Андрей понял — корреспонденты. Тогда он еще не подозревал, сколько раз придется ему самому пробиваться сквозь такую вот толпу корреспондентской братии, съехавшейся со всех концов мира, сквозь эти «шпицрутены» фотоблицев и нахальных, почти у самого лица, восклицаний, вопросов, а иногда и оскорбительных реплик!
А сейчас неторопливо, спокойно, будто и не замечая корреспондентского шабаша, к левым дверям шел министр иностранных дел Союза Советских Социалистических Республик Андрей Андреевич Громыко, а к тем, что справа, — государственный секретарь Соединенных Штатов Америки Джон Фостер Даллес… С ними в зал заседаний Генеральной Ассамблеи Организации Объединенных Наций входили два мира, две взаимоисключающие одна другую идеологии, два образа жизни — мир социализма и мир капитализма, мир и война, шли, чтобы в дипломатической схватке, в остром поединке, решать самое главное: быть или не быть третьей мировой войне, быть или не быть Человечеству?
Эта немая, освещенная фейерверком корреспондентских молний сцена, глубоко поразив Андрея Лысогора своей внутренней значимостью, осталась в его памяти на всю жизнь.
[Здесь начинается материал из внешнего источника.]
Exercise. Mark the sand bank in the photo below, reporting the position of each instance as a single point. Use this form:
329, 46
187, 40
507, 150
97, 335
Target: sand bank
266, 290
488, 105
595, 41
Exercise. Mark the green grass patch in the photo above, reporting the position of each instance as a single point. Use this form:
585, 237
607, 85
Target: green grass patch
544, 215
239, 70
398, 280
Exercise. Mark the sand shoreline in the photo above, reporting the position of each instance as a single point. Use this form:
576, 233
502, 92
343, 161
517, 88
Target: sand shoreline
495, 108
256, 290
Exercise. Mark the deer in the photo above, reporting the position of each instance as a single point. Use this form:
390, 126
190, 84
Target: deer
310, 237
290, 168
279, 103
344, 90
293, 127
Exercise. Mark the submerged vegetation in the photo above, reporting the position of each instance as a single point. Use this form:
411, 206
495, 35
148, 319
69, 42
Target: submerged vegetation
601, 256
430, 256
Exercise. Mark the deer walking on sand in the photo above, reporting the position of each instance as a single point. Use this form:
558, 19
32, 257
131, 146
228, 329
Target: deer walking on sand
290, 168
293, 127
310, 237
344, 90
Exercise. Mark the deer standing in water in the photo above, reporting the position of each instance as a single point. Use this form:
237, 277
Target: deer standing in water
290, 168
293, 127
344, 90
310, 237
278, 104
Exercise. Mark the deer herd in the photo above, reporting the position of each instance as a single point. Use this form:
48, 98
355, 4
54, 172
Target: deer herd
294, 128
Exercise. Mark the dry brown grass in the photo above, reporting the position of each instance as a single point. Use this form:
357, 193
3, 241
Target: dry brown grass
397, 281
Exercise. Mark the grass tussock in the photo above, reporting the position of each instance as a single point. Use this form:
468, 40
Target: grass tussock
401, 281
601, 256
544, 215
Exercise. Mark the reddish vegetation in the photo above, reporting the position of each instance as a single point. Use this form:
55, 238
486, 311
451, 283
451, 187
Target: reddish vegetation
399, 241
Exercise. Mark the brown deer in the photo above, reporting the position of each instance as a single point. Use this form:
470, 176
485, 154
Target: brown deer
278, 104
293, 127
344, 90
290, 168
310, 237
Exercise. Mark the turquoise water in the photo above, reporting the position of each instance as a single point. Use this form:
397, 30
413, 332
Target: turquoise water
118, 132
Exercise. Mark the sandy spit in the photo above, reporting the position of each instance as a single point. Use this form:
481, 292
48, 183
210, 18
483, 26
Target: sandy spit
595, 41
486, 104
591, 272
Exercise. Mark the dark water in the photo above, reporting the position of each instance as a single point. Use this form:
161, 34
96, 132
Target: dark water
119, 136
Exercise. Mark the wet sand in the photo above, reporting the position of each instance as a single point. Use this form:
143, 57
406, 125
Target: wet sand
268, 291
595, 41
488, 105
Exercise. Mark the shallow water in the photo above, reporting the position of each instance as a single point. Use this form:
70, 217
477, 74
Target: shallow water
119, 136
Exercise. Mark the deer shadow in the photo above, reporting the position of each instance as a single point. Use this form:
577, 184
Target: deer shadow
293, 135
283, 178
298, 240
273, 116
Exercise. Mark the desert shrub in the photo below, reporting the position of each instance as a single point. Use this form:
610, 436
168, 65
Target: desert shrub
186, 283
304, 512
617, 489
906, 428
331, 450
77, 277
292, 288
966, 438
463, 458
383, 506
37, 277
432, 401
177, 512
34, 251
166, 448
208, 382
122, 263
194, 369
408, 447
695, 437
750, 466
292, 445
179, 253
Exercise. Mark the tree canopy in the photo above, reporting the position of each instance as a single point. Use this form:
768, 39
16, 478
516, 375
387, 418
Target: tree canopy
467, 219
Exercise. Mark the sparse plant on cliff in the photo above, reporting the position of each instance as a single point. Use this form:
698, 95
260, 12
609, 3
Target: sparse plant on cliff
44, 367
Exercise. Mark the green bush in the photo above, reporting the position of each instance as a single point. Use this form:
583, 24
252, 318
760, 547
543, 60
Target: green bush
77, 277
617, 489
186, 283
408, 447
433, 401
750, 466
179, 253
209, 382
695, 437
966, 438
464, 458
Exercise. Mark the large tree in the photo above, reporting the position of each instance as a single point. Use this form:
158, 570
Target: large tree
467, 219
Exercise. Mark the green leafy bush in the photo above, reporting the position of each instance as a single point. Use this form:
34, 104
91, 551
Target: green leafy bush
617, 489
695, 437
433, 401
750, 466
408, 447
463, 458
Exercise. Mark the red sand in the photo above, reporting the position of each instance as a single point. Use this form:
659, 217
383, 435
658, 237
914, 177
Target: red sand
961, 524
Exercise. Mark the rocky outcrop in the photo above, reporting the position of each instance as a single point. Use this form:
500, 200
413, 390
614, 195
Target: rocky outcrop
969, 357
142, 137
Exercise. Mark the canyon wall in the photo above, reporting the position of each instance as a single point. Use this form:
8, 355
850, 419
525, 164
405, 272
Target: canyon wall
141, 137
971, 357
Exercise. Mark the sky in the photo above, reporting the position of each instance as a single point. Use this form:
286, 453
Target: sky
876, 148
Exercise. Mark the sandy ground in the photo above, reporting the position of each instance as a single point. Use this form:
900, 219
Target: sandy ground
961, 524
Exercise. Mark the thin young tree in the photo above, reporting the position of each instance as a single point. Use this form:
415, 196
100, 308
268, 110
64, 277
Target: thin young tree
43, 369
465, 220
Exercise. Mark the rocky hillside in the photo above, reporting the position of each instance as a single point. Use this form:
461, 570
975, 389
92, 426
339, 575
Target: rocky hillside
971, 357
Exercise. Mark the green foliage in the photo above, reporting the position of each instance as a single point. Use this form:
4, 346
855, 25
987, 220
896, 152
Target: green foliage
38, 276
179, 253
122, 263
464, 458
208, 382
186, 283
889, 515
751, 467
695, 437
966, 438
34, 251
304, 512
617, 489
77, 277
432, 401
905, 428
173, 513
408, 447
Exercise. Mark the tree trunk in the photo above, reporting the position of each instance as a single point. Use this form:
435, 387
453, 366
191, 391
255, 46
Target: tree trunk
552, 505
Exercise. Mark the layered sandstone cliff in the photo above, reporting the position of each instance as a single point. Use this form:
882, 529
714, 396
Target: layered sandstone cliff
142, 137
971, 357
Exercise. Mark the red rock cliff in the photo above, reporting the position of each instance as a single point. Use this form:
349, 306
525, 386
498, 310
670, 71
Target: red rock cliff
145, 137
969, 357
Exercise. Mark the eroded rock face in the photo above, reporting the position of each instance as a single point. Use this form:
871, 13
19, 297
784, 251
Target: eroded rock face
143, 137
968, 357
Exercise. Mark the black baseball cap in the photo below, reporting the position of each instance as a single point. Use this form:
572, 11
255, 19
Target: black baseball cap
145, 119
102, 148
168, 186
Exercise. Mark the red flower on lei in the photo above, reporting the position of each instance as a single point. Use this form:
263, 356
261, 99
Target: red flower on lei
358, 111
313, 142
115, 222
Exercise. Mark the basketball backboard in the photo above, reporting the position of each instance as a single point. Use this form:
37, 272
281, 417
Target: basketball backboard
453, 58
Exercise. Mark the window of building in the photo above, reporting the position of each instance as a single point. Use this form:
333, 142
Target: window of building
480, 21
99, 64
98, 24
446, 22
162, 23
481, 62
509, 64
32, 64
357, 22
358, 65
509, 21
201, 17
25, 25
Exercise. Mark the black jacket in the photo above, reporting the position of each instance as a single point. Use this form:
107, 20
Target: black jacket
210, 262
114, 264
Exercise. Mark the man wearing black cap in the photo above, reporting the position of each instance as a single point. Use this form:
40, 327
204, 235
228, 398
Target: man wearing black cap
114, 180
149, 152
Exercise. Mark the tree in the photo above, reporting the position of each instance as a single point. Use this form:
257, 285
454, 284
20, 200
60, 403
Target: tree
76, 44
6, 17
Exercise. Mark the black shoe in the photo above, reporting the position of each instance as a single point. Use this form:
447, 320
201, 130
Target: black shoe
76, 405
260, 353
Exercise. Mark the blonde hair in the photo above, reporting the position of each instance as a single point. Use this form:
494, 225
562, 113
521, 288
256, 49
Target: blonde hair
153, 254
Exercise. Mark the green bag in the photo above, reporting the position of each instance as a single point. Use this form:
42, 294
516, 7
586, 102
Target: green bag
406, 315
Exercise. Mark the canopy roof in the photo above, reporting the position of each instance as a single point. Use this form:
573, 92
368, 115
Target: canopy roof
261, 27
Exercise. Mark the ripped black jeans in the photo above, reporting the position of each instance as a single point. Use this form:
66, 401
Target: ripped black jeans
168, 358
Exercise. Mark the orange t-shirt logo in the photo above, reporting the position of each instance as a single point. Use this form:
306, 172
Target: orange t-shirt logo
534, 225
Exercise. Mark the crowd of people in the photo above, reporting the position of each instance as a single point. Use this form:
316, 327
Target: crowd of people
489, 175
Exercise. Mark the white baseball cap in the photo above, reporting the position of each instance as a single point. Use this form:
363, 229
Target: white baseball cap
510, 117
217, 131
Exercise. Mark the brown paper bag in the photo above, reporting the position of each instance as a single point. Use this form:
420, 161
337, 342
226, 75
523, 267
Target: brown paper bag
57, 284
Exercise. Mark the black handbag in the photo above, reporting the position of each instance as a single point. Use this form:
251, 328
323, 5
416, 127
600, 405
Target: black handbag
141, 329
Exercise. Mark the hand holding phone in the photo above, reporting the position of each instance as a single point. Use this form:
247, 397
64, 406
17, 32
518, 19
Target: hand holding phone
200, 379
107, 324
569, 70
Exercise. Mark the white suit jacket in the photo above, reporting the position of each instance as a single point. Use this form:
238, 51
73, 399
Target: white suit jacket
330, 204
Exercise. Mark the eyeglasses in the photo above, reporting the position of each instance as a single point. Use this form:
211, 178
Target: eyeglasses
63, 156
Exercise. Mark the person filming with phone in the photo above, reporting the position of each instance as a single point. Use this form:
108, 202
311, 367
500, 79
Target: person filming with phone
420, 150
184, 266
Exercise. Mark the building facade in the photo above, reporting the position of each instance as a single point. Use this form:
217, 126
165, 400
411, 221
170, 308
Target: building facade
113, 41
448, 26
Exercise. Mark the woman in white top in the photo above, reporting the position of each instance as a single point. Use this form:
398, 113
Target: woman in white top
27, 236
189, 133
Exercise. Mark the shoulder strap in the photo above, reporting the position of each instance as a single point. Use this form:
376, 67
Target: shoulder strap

Так начался первый день его многолетней службы в Организации Объединенных Наций.
Война за мирное сосуществование началась сразу после того, как только советский представитель прочел свой доклад в Первом политическом комитете. Даллес, который в конце октября, оставив все дела на постоянного представителя США в ООН, бригадного генерала Генри Кэбота Лоджа, выехал в Вашингтон, тотчас возвратился в Нью-Йорк, как только вопрос мирного сосуществования был поставлен на обсуждение. Снова замелькала в стенах ООН его сутулая фигура в темно-сером, какого-то пасторского покроя костюме с темным галстуком бабочкой. Снова замелькала с трибун и из-за комитетских столов его лобастая, с упрямым массивным подбородком и глубоко посаженными под тяжелые надбровья холодными серо-стальными глазами голова.
Выступления главных деятелей «холодной войны» начались то с едва замаскированных, то с откровенно злобных нападок на Советский Союз и его мирную политику. Так научала выкристаллизовываться суть того, чего эти деятели хотят и чего они больше всего боятся. Хотят бесконечной затяжки «холодной войны», опасного балансирования на грани войны «горячей» и более всего боятся мирных инициатив Советского Союза, стран социалистического лагеря, их успехов и все более укрепляющегося авторитета в мире. Твердо и неопровержимо зная, что новой войны лагерь социализма не хочет и предпринимает всевозможные зависящие от него меры, чтобы отвратить эту смертельную для народов опасность, деятели «холодной войны» злостно, хотя и безосновательно, нападали на нас, запугивая мир «советской агрессией».
Даллес, вообще человек неразговорчивый, в застегнутом на все пуговицы, как у англиканского пастора, старомодном костюме, главный вдохновитель и организатор «холодной войны», быть может, единственный из всех них всегда выступал спокойно и неторопливо. Говорил ровным, глуховатым голосом, но твердо, холодно и обдуманно проводя свою непримиримую, раз и навсегда взятую линию ненависти к Советскому Союзу, к любым освободительным движениям в мире.
Амплитуда поведения других представителей империалистических правительств была довольно широкой — от льстиво-адвокатских туманных речей до острых припадков антисоветского психоза и бешенства.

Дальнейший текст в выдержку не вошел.